# Image-to-Scene AI Pipeline - Google Colab Test

This notebook tests the full AI pipeline (Depth + Segmentation + VLM) on a free Google Colab GPU.

**Hardware:** T4 GPU (16GB VRAM) - Free tier

**Expected time:**
- First run: ~25-30 min (downloads ~10GB of models + checkpoints)
  - Depth Pro checkpoint: ~1.8GB
  - SAM2 weights: ~150MB
  - Qwen3-VL (4-bit): ~5GB
  - OneFormer: ~500MB
- Subsequent runs: ~30s startup + 15-25s per image

## Step 1: Setup Environment

In [None]:
# Check GPU
!nvidia-smi

In [None]:
# Clone repository
!git clone https://github.com/sslinkyy/Lofi-Station.git
%cd Lofi-Station/image-to-scene

In [None]:
# Install PyTorch with CUDA
!pip install torch torchvision --index-url https://download.pytorch.org/whl/cu118

In [None]:
# Install dependencies
%cd ai_worker
!pip install -r requirements.txt
!pip install jupyter ipywidgets  # For interactive widgets

## Step 2: Install Model Dependencies

In [None]:
# Install Depth Pro
%cd /content/Lofi-Station/image-to-scene
!git clone https://github.com/apple/ml-depth-pro external/depth-pro
%cd external/depth-pro
!pip install -e .

In [None]:
# Install SAM2
%cd /content/Lofi-Station/image-to-scene
!git clone https://github.com/facebookresearch/segment-anything-2 external/sam2
%cd external/sam2
!pip install -e .

## Step 3: Test Pipeline Components

In [None]:
import sys
sys.path.insert(0, '/content/Lofi-Station/image-to-scene/ai_worker')

import torch
from PIL import Image
import matplotlib.pyplot as plt
import numpy as np
import json

print(f"PyTorch version: {torch.__version__}")
print(f"CUDA available: {torch.cuda.is_available()}")
if torch.cuda.is_available():
    print(f"GPU: {torch.cuda.get_device_name(0)}")
    print(f"VRAM: {torch.cuda.get_device_properties(0).total_memory / 1024**3:.1f} GB")

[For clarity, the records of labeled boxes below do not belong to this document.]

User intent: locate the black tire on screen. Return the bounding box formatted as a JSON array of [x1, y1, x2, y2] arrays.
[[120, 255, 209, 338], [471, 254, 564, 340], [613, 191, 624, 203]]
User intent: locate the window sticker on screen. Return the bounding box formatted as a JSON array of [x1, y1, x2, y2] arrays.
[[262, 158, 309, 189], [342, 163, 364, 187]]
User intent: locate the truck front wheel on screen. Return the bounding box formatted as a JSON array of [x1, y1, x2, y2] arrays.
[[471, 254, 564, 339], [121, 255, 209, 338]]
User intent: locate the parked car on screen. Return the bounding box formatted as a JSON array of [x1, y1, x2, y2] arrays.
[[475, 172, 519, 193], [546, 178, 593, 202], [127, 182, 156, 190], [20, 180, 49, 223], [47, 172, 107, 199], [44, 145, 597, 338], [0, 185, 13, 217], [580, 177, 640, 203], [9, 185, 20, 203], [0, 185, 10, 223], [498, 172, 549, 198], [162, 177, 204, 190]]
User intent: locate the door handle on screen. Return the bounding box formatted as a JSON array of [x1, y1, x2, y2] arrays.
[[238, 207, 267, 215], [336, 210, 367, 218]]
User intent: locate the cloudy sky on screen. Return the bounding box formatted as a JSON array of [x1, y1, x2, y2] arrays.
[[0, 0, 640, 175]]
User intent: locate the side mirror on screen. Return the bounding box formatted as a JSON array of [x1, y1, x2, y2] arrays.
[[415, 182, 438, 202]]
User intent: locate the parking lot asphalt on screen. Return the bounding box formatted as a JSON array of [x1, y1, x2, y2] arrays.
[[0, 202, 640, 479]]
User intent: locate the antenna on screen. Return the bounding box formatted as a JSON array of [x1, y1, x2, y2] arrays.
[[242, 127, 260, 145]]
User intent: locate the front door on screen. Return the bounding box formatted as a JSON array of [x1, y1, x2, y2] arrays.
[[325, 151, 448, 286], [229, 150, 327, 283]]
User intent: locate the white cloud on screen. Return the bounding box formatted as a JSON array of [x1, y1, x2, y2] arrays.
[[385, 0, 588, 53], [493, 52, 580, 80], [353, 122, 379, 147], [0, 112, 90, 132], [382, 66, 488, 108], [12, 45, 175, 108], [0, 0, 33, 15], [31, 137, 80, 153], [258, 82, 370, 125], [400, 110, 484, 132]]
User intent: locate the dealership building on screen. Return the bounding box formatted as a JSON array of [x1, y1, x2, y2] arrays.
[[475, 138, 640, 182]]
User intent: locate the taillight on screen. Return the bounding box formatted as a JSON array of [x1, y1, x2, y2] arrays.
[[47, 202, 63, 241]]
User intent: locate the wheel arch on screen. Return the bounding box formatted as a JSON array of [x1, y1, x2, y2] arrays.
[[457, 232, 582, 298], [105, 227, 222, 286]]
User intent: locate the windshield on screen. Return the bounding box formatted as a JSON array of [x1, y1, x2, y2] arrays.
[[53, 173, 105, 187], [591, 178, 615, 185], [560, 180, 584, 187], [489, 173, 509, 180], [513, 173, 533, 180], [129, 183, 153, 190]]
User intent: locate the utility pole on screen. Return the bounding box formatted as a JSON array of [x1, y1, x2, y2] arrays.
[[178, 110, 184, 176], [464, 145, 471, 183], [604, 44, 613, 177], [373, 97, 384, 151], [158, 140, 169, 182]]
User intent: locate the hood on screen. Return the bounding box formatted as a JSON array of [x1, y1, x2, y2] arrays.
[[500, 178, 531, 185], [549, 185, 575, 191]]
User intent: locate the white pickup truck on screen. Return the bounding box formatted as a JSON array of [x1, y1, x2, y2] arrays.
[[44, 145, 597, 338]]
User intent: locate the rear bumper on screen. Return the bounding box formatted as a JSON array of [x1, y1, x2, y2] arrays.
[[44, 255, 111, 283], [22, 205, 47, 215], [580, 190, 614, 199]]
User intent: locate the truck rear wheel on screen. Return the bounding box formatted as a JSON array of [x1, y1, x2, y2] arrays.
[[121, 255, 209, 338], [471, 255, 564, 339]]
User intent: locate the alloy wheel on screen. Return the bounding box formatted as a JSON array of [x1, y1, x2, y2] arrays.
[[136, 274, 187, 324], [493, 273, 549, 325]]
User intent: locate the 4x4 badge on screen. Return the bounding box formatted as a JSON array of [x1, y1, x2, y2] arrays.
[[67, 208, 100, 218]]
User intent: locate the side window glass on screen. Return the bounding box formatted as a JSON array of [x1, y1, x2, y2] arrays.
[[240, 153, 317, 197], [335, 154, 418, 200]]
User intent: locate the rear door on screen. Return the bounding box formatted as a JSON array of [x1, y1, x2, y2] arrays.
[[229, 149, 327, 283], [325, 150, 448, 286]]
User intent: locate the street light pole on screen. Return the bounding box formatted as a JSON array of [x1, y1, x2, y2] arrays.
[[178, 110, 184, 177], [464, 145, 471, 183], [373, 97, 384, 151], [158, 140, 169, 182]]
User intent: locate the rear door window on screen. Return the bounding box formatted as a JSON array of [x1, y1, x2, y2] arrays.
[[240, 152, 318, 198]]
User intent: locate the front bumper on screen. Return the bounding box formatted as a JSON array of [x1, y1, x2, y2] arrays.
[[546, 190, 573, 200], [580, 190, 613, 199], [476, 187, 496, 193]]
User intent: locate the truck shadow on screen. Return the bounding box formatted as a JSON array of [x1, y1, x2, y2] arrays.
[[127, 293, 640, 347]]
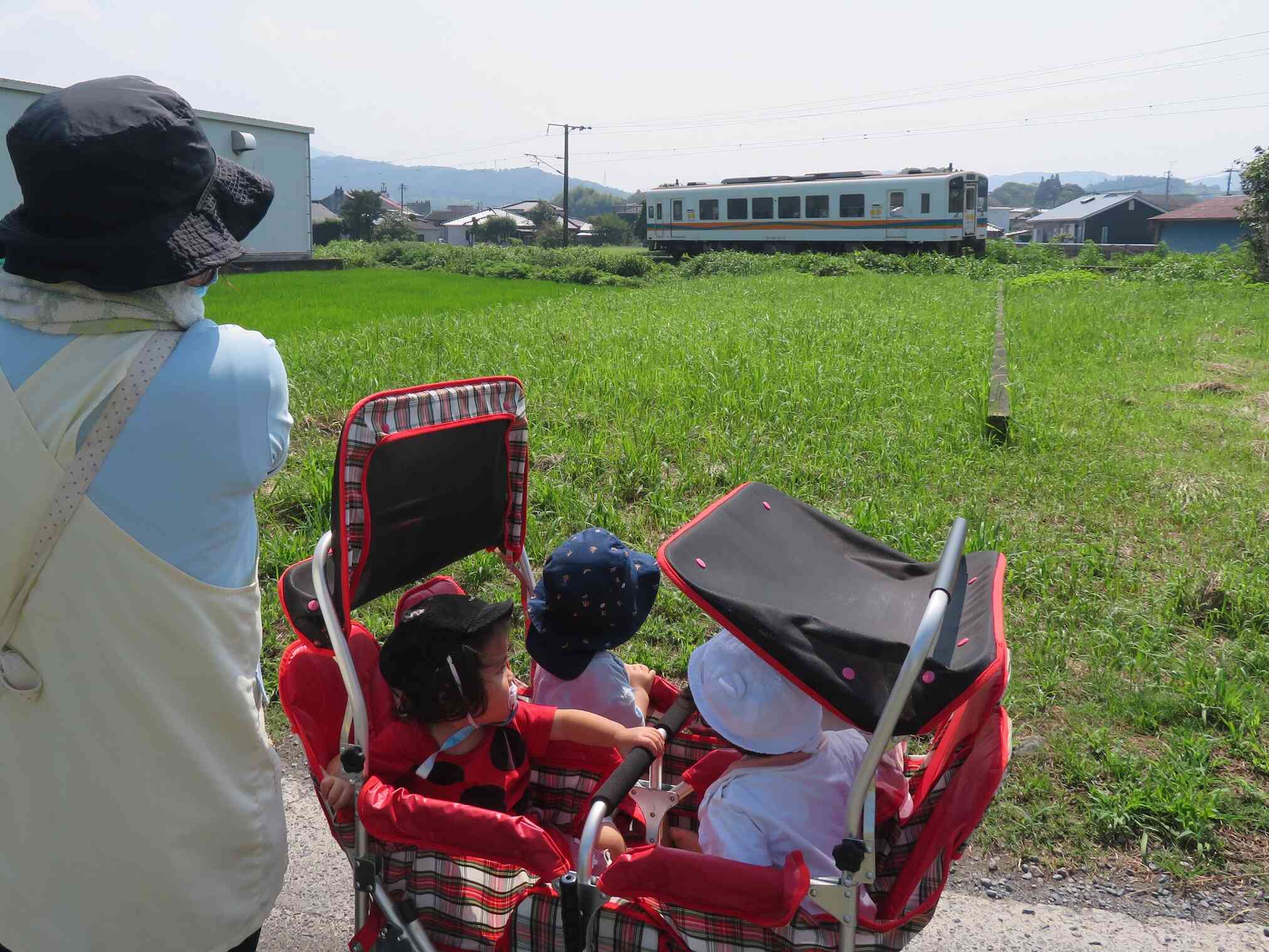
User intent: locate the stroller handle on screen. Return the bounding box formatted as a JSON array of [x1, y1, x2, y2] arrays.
[[591, 686, 697, 815]]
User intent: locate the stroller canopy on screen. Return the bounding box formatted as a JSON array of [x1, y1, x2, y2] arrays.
[[657, 483, 1006, 734]]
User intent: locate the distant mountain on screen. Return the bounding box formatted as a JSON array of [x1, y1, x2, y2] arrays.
[[987, 171, 1110, 191], [310, 150, 629, 208]]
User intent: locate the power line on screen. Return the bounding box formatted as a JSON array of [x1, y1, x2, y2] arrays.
[[563, 93, 1269, 165], [595, 31, 1269, 135], [581, 47, 1269, 136]]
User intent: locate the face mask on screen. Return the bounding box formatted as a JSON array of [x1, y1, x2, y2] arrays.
[[415, 655, 520, 780], [194, 270, 221, 297]]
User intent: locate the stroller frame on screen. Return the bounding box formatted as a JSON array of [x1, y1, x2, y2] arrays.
[[279, 377, 1009, 952], [564, 516, 968, 952]]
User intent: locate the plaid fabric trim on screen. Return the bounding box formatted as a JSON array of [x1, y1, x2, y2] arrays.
[[510, 886, 929, 952], [376, 843, 537, 952], [528, 766, 600, 832], [342, 380, 529, 578]]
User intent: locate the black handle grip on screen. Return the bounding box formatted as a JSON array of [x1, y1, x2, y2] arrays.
[[930, 516, 969, 595], [594, 687, 697, 813]]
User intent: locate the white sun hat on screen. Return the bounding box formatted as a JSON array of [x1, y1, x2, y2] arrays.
[[688, 630, 824, 754]]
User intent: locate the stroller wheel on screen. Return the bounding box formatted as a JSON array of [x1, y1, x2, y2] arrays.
[[374, 924, 413, 952]]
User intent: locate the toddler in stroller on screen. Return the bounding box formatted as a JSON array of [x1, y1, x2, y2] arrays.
[[524, 527, 661, 728], [322, 594, 665, 868], [278, 377, 1009, 952]]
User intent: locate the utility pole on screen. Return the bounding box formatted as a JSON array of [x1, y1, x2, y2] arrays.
[[547, 122, 590, 248]]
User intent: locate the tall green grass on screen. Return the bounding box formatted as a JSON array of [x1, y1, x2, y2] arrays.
[[208, 271, 1269, 869]]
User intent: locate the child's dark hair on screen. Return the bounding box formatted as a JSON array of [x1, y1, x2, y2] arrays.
[[379, 610, 510, 723]]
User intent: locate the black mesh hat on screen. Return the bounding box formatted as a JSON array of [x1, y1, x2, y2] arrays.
[[0, 76, 273, 292]]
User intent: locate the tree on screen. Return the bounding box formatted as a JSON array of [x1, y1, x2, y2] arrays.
[[553, 186, 626, 218], [1053, 186, 1083, 208], [472, 214, 520, 245], [371, 212, 414, 241], [524, 202, 560, 229], [590, 212, 634, 245], [339, 188, 382, 241], [1036, 172, 1062, 208], [313, 218, 344, 245], [1237, 146, 1269, 281], [533, 218, 564, 248], [987, 182, 1036, 208]]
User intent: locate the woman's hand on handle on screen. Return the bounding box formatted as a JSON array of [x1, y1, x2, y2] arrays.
[[616, 728, 665, 756]]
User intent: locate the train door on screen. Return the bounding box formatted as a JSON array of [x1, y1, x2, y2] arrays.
[[886, 189, 907, 240]]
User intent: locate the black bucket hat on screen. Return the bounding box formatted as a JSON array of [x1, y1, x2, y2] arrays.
[[379, 594, 515, 689], [524, 527, 661, 681], [0, 76, 273, 293]]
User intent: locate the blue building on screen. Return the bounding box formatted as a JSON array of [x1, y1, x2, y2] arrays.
[[1150, 196, 1246, 253]]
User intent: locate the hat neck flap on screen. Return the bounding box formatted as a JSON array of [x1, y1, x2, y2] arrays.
[[0, 270, 203, 334]]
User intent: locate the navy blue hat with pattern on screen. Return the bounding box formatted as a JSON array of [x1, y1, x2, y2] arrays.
[[525, 528, 661, 681]]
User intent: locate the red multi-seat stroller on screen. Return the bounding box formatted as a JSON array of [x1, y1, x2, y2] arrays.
[[278, 377, 1010, 952]]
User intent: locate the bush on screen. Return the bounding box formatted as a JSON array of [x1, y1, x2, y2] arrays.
[[313, 218, 344, 245], [313, 241, 1255, 287]]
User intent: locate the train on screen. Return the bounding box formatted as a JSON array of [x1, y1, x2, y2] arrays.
[[646, 167, 987, 258]]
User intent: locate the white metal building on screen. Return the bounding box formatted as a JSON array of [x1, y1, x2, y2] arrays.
[[0, 78, 312, 259]]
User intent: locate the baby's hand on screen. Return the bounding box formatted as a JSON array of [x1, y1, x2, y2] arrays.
[[317, 773, 353, 812], [626, 664, 656, 691], [616, 728, 665, 756]]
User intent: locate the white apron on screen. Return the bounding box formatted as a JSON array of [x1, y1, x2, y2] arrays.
[[0, 333, 287, 952]]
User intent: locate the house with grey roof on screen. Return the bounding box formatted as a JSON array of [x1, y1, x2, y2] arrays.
[[1028, 192, 1164, 245]]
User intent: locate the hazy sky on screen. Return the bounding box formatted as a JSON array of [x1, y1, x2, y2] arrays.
[[0, 0, 1269, 189]]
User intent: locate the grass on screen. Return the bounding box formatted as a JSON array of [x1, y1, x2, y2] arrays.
[[208, 270, 1269, 872]]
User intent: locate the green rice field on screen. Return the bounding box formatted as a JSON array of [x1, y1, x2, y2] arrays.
[[207, 269, 1269, 874]]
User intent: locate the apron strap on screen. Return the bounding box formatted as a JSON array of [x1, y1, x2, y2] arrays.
[[0, 330, 181, 699]]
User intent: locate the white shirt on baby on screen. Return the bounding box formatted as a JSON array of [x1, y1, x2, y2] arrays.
[[533, 651, 643, 728], [698, 730, 877, 918]]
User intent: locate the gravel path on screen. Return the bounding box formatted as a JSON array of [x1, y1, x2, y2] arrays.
[[260, 739, 1269, 952]]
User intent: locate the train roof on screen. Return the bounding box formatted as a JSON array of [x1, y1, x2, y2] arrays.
[[648, 167, 985, 192]]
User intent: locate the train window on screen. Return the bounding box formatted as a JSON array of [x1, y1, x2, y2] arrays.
[[839, 196, 864, 218]]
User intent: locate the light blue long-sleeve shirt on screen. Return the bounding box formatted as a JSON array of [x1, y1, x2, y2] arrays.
[[0, 318, 290, 588]]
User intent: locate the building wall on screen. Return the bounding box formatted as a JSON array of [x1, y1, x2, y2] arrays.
[[1081, 199, 1161, 245], [987, 208, 1011, 231], [1159, 218, 1244, 253], [0, 84, 312, 258]]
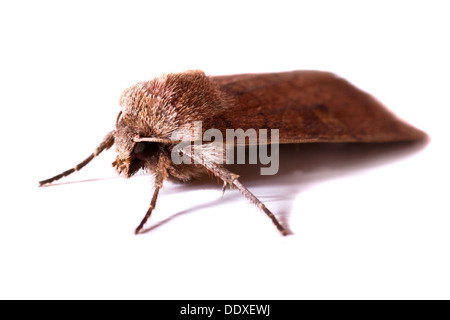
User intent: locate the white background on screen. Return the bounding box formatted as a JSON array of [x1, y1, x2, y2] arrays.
[[0, 1, 450, 299]]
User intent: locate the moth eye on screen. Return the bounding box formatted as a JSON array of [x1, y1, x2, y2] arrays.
[[133, 142, 158, 160]]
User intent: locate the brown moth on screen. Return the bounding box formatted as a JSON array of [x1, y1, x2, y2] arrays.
[[39, 71, 426, 235]]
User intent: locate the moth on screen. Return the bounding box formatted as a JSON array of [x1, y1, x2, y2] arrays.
[[39, 70, 426, 235]]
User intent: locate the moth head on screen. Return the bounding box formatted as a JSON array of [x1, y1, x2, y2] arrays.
[[113, 113, 164, 178]]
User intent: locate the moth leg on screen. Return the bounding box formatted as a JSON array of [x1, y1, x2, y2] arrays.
[[39, 131, 114, 187], [134, 174, 164, 234], [209, 164, 288, 236]]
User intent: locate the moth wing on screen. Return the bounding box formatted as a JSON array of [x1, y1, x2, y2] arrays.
[[211, 71, 425, 143]]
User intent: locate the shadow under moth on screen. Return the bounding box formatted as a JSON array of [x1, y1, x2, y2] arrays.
[[39, 71, 426, 235]]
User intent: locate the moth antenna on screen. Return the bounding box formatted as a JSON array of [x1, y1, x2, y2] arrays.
[[133, 135, 181, 144], [39, 131, 114, 187], [134, 172, 164, 234], [116, 110, 122, 126], [222, 181, 227, 197]]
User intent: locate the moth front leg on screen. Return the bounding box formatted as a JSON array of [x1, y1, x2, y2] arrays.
[[135, 172, 164, 234], [185, 152, 289, 236], [211, 165, 289, 236]]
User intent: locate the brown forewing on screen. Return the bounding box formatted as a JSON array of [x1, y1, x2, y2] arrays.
[[211, 71, 425, 143]]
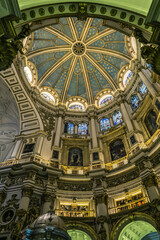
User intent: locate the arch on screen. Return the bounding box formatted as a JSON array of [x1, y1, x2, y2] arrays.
[[64, 122, 74, 134], [144, 109, 158, 136], [78, 122, 88, 135], [14, 0, 152, 34], [68, 147, 83, 166], [111, 212, 157, 240], [110, 139, 126, 161], [66, 221, 99, 240]]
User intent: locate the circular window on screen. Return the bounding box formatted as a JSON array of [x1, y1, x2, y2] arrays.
[[41, 92, 55, 103], [99, 95, 113, 107], [24, 66, 32, 83], [69, 102, 85, 111], [123, 70, 133, 86]]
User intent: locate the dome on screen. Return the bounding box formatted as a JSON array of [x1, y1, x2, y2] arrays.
[[26, 17, 132, 105]]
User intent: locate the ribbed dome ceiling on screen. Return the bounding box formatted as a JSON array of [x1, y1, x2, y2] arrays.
[[27, 17, 131, 104]]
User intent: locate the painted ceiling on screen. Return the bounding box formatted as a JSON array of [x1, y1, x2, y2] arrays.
[[27, 17, 131, 104]]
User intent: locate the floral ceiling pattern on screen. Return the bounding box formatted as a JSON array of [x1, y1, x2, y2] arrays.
[[26, 17, 131, 104]]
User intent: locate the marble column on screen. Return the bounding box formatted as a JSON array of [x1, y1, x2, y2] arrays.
[[11, 139, 23, 159], [120, 101, 133, 132], [138, 69, 157, 97], [143, 175, 160, 202], [43, 193, 51, 214], [91, 117, 98, 148], [19, 187, 33, 211], [54, 116, 62, 147], [34, 133, 44, 155], [95, 193, 110, 240]]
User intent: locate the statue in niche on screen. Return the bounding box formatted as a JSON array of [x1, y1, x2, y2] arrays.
[[110, 139, 126, 161], [68, 148, 83, 166]]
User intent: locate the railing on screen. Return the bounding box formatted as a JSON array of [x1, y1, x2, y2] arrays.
[[109, 197, 148, 214], [55, 210, 95, 217]]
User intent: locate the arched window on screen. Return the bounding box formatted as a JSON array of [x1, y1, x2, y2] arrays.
[[24, 66, 32, 83], [64, 123, 74, 134], [145, 109, 158, 136], [78, 123, 88, 135], [41, 92, 55, 103], [69, 102, 85, 111], [113, 111, 123, 125], [123, 70, 133, 86], [100, 118, 111, 131], [139, 83, 148, 98], [68, 148, 83, 166], [99, 95, 113, 107], [110, 139, 126, 161], [131, 94, 140, 110]]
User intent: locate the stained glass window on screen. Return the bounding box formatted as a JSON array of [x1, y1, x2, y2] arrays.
[[113, 111, 123, 125], [110, 139, 126, 161], [69, 103, 84, 111], [24, 66, 32, 83], [139, 83, 148, 98], [78, 123, 88, 135], [123, 70, 133, 86], [99, 95, 113, 107], [41, 92, 55, 103], [64, 123, 74, 134], [100, 118, 111, 131], [145, 109, 158, 136], [131, 94, 139, 110]]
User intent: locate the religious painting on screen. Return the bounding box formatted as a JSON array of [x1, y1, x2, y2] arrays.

### Test 1: Depth Estimation

In [None]:
from models import DepthModelFactory
from services import DepthService

device = "cuda" if torch.cuda.is_available() else "cpu"
print(f"Using device: {device}")

# Load Depth Pro
# Note: First run will download ~1.8GB checkpoint from HuggingFace (takes 3-5 min)
print("Loading Depth Pro...")
print("(First run: downloading checkpoint ~1.8GB, please wait...)")
depth_model = DepthModelFactory.create("depth-pro", device=device)
depth_service = DepthService(depth_model, cache_dir="/content/cache/depth", enable_cache=True)
print("✓ Depth Pro loaded")

In [None]:
# Upload test image
from google.colab import files

print("Upload a test image:")
uploaded = files.upload()
test_image_path = list(uploaded.keys())[0]

# Load image
test_image = Image.open(test_image_path).convert('RGB')
print(f"Image loaded: {test_image.size}")

# Display
plt.figure(figsize=(12, 4))
plt.subplot(1, 1, 1)
plt.imshow(test_image)
plt.title("Original Image")
plt.axis('off')
plt.tight_layout()
plt.show()

In [None]:
# Estimate depth
import asyncio

print("Estimating depth...")
depth_result = await depth_service.estimate_depth(test_image, return_confidence=True)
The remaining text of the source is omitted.